Education Department spokesperson, Dan Isett, said the agency is issuing a request for information to gather details from suppliers on their ability to provide instructional resources. The agency aims to create a list of approved, qualified suppliers that school districts can negotiate contracts with, Isett said.
Although the law tasks the agency with approving the lesson plans, the bill’s author said he has a specific educational resource in mind. Lepak encouraged the state to use a semester-long curriculum from the organization Good of All.
While promoting civil discourse, Good of All’s curriculum focuses on King’s nonviolent methods of protest, something Lepak said was on his mind after certain demonstrations turned violent in the wake of the 2020 murder of George Floyd.
Oklahoma Academic Standards already require public schools to teach about the Civil Rights Movement and King, along with other key events and leaders of that period. The state has offered a framework of instructional resources for social studies since 2019.
Lepak said he had no concerns about schools failing to cover these topics. Rather, he said the bill was meant to “essentially put another textbook or course on the shelf” that districts could choose.
A state-approved course would demonstrate schools still can teach history with HB 1775 on the books, Lepak said.
Lawmakers passed HB 1775 in 2021 to prohibit schools from teaching that students should feel guilt or discomfort over actions committed in the past by people of their same race or sex, among other banned concepts.
The law is among the most controversial bills from the Oklahoma Legislature in recent years. Some educators said it caused them to worry whether they could accurately and openly discuss difficult chapters of American history with students, especially with heavy penalties at risk for violations.

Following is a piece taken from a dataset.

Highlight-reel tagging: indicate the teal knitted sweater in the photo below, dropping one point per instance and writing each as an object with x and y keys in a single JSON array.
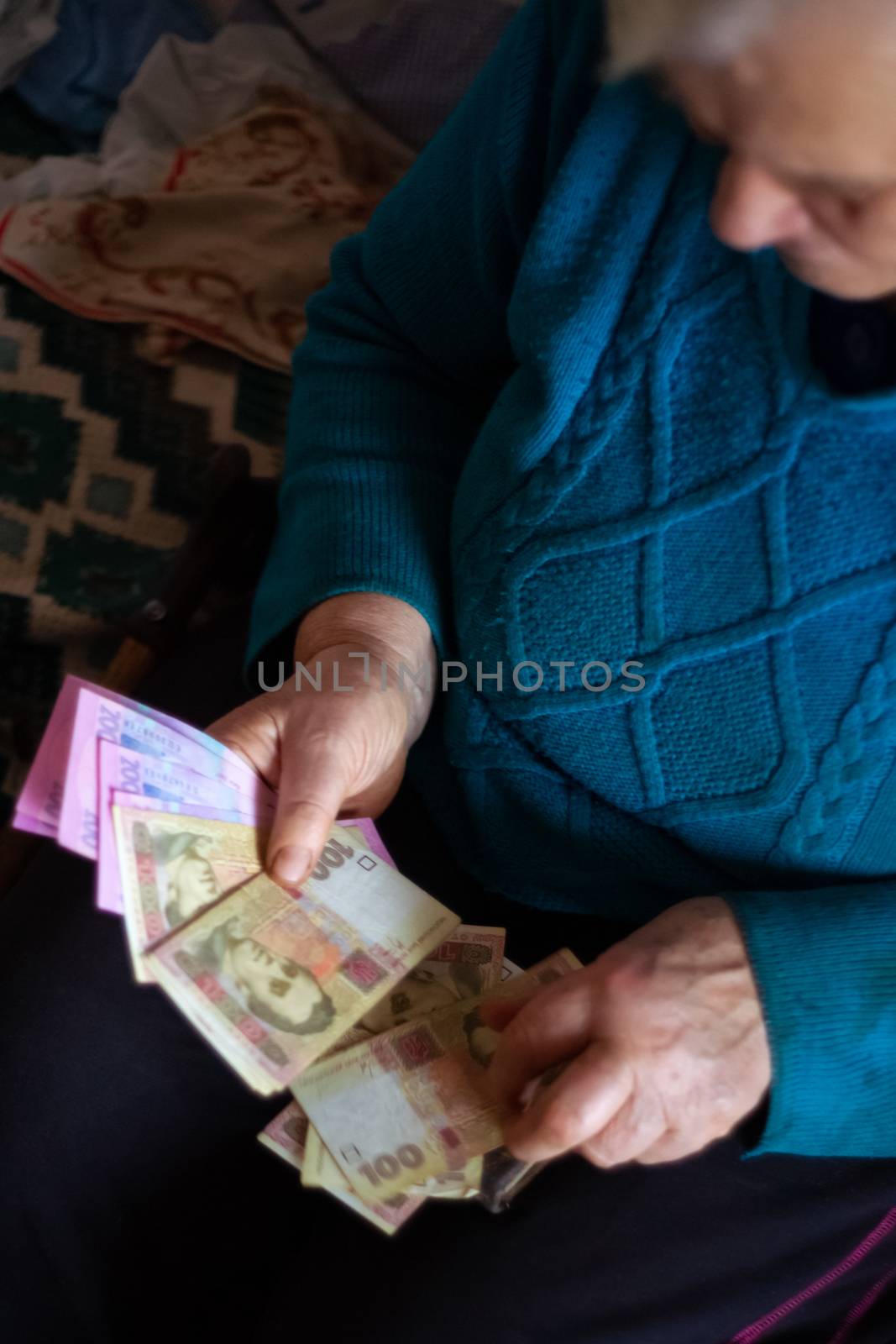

Several Republican lawmakers who supported HB 1775 also approved the civil rights curriculum bill. Nothing about that seems right, said Rep. Regina Goodwin, D-Tulsa.
No House Democrats voted in favor of either bill.
“It absolutely is concerning that they would think that this particular Legislature is best equipped to teach anybody about Martin Luther King, civil rights (or) diversity, equity and inclusion,” Goodwin said. “This is a group of folks that tend to rail against diversity, equity and inclusion and yet they want to develop a curriculum about Dr. Martin Luther King, Jr.”